For the same reason people were unable (and in some cases still are) unable to explain how we can grow from a single cell with so much differentiation, it will take time to understand the mechanisms. And unlike living cells that we can study at will, we don't have any material to study for our origins. DNA don't survive well through time, and that's the reason why we may see one day Mammoths again, but dinosaurs not so much (until we can actually write DNA code and simulate its output, and then we can build something matching our imagination, which may come close but never will be the reality).
They do. The grey wolf is the common ancestor from which all dogs descend. The difference is that wolves are still around, and haven't changed all that much since. The proper analogy for the evolutionary timeline is monkeys are man's 'cousins' while wolves are dogs' 'parents'.

We can actually write DNA code and simulate its output. It's one of the defining technologies of this century, but it's hardly new. Costs are relatively high, ~0.35 dollars per base, meaning you can synthesize your typical gene for ~$300-500 bucks.

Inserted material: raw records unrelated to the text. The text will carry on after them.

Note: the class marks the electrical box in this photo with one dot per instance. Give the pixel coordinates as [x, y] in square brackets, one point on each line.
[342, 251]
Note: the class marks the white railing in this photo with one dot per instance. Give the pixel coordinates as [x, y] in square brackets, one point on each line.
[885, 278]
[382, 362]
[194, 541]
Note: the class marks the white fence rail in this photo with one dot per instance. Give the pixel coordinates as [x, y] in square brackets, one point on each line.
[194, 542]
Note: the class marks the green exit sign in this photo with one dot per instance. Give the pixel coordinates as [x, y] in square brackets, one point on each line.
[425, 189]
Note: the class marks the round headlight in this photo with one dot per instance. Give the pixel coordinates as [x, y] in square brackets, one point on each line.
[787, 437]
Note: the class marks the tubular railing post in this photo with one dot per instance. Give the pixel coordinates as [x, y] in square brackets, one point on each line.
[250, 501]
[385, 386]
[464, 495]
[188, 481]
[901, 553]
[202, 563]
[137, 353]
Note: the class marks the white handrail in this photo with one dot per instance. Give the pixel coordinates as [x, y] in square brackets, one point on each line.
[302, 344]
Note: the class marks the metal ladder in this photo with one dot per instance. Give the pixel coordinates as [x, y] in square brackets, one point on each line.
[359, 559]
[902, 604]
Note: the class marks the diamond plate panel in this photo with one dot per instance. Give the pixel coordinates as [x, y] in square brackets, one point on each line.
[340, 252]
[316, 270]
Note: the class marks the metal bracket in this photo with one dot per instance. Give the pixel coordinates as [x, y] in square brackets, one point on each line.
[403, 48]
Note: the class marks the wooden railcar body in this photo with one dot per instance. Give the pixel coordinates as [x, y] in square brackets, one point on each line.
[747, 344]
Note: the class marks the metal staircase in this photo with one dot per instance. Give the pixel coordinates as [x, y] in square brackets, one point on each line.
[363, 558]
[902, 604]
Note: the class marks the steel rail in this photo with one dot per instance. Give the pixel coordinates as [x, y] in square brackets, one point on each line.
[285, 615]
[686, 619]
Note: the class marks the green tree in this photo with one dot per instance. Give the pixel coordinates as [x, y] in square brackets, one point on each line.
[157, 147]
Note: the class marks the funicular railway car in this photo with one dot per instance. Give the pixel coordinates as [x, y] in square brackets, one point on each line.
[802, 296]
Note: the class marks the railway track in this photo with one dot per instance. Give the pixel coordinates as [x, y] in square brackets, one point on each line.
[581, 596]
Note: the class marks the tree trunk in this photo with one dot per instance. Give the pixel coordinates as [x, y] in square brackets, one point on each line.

http://www.jcvi.org/cms/press/press-...te-researcher/

In 2010, Venter and his team synthesized a small (>1mil bases) bacterial genome. They could write in whichever code they wanted, but to ensure it was viable they stuck with something mostly natural. They did sign their names in and left a message, but otherwise it was the natural organism's genome built chemically in a lab. They then removed the DNA from a similar but different organism, and stuck their synthetic DNA inside the empty cell. The remaining cellular machinery began to read the genome, and this is now a stable cell line.

Now the key is to better understand what to write and to advance each stage of this technology to build larger genomes and to get them inside cells.